The purpose of this short missive is simple. Think logically and with a sense of purpose as you are positioned around your tables plied with the culinary flavor. We must remember what is always important during this time - giving thanks for our blessings and for the right reasons. It shouldn’t be lost on any of us that we are facing unusual challenges, both economic and emotional. To emphasize the aforementioned, many families find it increasingly hard to give thanks this year...they are struggling to keep roofs over their heads, and some simply do not have the ways and means to be solvent. History tells another story and gives credence to the traditional Thanksgiving celebration. But there’s a message to the madness then and now, and the venture wasn’t without miracles. In 1620 approximately 102 determined souls boarded the Mayflower and jammed themselves tight with barely enough room to maneuver and without other necessities for survival. Moreover, they risked their lives for beliefs and were willing to go to any lengths for religious freedom. Albeit, not all passengers were of the same ilk as the latter. A few were there for the prospects of monetary gain in the New World. This, they did for two reasons: Money and God. Those reasons manifested itself to form the American dream, but the dream quickly turned to be disastrous. The winter of their discontent gave harsh reality to what it means to dream without merit of truth to circumstance. To wit: The Pilgrims had settled on land no one else wanted, not even the native Americans of the region. History also tells us that the seeds of posterity were planted that solidified those dreams and formulated a tradition. And when the natives came to greet them, the settlers had the good Christian sense to come forward unarmed. That native tribe returned that risky gesture of goodwill and the two groups became friends and allies, thus feasting for three days. The message and the miraculous mantra that God made possible gave reason for rich and poor to share the same table.

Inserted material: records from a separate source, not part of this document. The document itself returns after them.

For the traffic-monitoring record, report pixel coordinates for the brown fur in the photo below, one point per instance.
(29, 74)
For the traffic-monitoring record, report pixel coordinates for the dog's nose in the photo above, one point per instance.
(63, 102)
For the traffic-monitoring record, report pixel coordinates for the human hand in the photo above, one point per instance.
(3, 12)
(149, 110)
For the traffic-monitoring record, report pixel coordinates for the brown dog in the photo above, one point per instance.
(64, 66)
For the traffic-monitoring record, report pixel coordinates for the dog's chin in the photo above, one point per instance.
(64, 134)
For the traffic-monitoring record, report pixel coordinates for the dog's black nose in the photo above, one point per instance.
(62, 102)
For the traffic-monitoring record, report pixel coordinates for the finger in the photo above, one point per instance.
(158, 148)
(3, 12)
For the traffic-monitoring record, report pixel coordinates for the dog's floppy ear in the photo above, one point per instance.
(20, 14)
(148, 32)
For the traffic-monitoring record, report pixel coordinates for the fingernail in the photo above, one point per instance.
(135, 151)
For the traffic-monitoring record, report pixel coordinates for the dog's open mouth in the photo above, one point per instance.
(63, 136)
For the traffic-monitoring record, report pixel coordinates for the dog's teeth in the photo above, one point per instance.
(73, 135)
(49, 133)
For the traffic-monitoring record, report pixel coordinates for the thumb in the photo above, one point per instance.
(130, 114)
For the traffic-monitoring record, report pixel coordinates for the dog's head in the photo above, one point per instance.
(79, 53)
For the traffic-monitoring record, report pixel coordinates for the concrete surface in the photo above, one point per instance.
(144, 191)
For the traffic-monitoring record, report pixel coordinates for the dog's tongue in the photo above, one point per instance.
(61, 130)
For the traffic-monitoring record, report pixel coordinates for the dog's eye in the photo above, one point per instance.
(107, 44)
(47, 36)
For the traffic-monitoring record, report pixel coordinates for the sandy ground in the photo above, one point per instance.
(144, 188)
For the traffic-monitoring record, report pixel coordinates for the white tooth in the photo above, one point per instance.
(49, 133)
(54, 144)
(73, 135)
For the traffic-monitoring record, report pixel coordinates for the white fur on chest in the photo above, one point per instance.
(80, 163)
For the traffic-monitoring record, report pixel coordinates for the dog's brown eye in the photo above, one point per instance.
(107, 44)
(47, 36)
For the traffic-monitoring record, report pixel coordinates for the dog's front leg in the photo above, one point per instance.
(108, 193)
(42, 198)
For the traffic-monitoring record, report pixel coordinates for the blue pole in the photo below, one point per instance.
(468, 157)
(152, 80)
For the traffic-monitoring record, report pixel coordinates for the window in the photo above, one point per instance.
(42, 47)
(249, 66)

I said all of that to say this in conclusion -- we all are blessed and should give thanks for a plethora of reasons, notwithstanding the chance that you are HERE! The American dream is alive today because God gave us reasons to give thanks the right way. Giving thanks appropriately should be in order, even when we stray. We are still the Pilgrims. We follow and nurture what we believe. We work hard. We strive to make our election and calling sure. We suffer together and should be sticking together. We should give peace a chance and be humble enough to reach out and touch someone! There’s a new beginning before us with a man of color in charge. Let’s share a feast and bow our heads pray for Obama, and give thanks the right way!